En l’espèce, M. [D] [C] a déjà bénéficié de fait, depuis la décision du premier juge, de très larges délais de sorte qu’il ne saurait lui en être accordé d’avantage.
En outre, il a totalement cessé de s’acquitter du loyer depuis au moins février 2022, ce qui démontre sa mauvaise volonté dans l’exécution de ses obligations.
En conséquence, il doit être débouté de sa demande de délais pour l’expulsion et il y a lieu d’ajouter au jugement attaqué à ce titre.
Sur la demande de quittances locatives et d’injonction sous astreinte auprès de la CAF,
M. [D] [C] ne justifie pas le paiement du loyer de 620 euros depuis octobre 2023 entre les mains des bailleresses, comme il le soutient, les pièces produites n’étant pas de nature à l’établir.
Il ne justifie pas non plus des paiements de ses loyers des mois d’octobre et novembre 2020 comme il l’affirme également sans en justifier.
Dès lors, il n’y a pas lieu de condamner les bailleresses sous astreinte à devoir effectuer les diligences nécessaires auprès de la CAF pour permettre la reprise des versements de l’APL solder ainsi la dette locative et cela d’autant que le bail est désormais résilié et que des indemnités d’occupation, et non plus des loyers, sont dues à compter du jugement que la cour a confirmé.
M. [D] [C] qui ne justifie pas du paiement de ses loyers et indemnités d’occupation n’est pas davantage fondé à solliciter la condamnation des bailleresses à lui verser des quittances de loyers, lesquelles ne peuvent être produites qu’une fois le paiement des loyers acquittés.

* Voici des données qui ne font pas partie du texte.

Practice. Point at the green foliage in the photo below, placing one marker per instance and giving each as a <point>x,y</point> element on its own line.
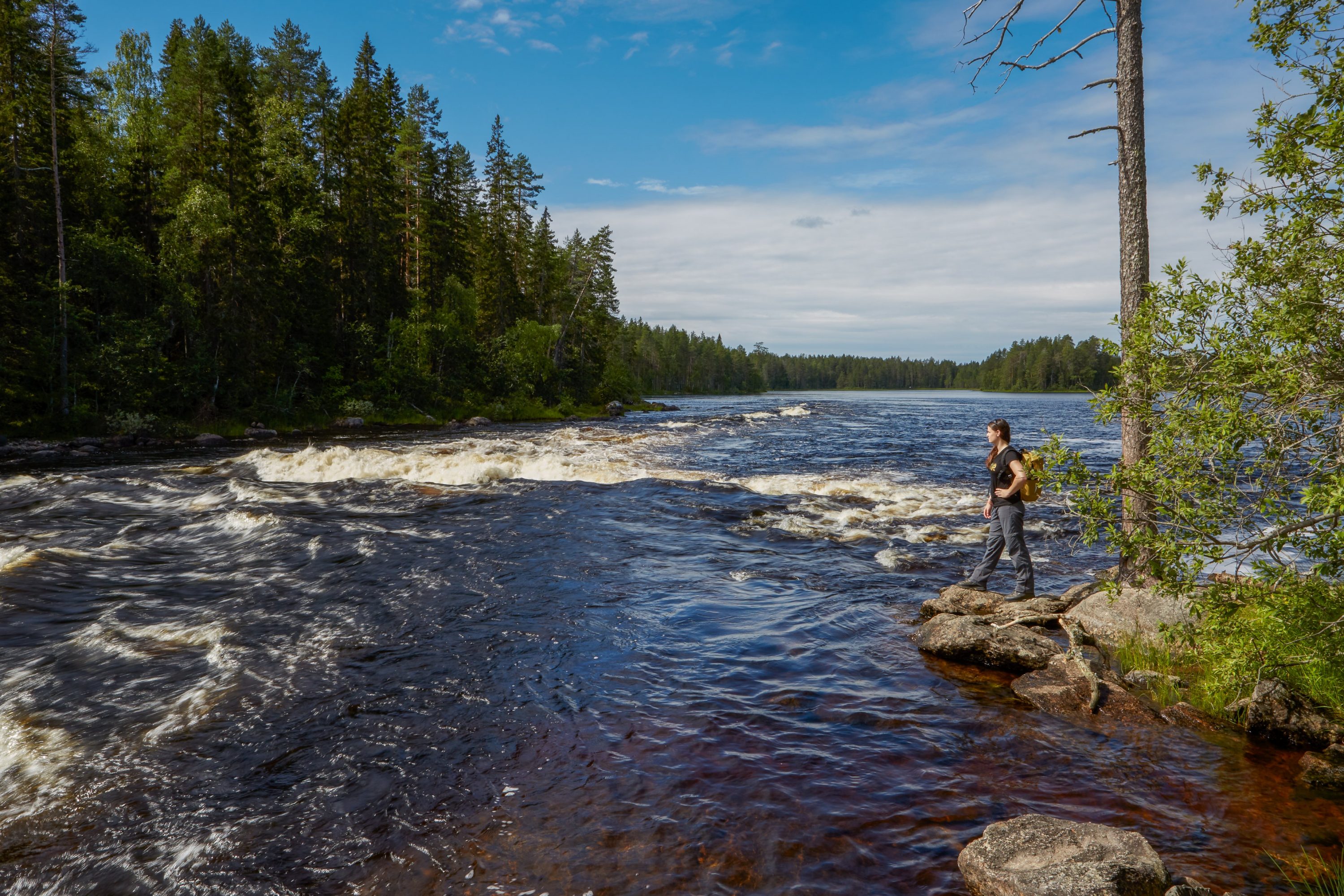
<point>1312,875</point>
<point>1240,385</point>
<point>250,241</point>
<point>664,361</point>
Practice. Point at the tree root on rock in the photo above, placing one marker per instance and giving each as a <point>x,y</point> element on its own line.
<point>1078,638</point>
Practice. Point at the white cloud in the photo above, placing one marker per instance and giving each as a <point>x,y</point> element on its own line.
<point>947,277</point>
<point>652,186</point>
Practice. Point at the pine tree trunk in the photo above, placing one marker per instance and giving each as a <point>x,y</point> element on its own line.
<point>61,225</point>
<point>1133,240</point>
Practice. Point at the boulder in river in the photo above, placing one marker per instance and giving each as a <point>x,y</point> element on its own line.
<point>975,640</point>
<point>1062,689</point>
<point>1043,856</point>
<point>1189,716</point>
<point>963,602</point>
<point>1323,770</point>
<point>1139,613</point>
<point>1288,719</point>
<point>1150,679</point>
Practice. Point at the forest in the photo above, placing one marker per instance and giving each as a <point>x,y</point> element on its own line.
<point>215,230</point>
<point>667,361</point>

Sur les mesures accessoires,
M. [D] [C] est condamné aux dépens d’appel, les dispositions du jugement étant confirmées sur les dépens et l’indemnité de procédure.
PAR CES MOTIFS,
La cour, statuant par défaut et par mise à disposition au greffe,
Confirme le jugement entrepris sauf en ce qu’il a condamné M. [D] [C] à payer à Mme [W] [L] et Mme [V] [B] [L], la somme de 7440 euros (janvier 2023 inclus) au titre de l’arriéré de loyers et de charges impayés, avec intérêts au taux légal à compter du 05 janvier 2023,
Statuant à nouveau sur ce chef du jugement infirmé,
Condamne M. [D] [C] à payer à Mme [W] [B] [L] et Mme [V] [B] [L], la somme de 7440 euros (janvier 2023 inclus) au titre de l’arriéré de loyers et de charges impayés, avec intérêts au taux légal à compter du 17 janvier 2023,
Y ajoutant,
Dit que le sort des meubles sera régi conformément aux articles L 433-1 et L 433-2 du Code des procédures civiles d’exécution,
Déboute M. [D] [C] de ses demandes devant la cour,
Condamne M. [D] [C] aux dépens d’appel comprenant le coût du commandement de payer du 17 janvier 2023.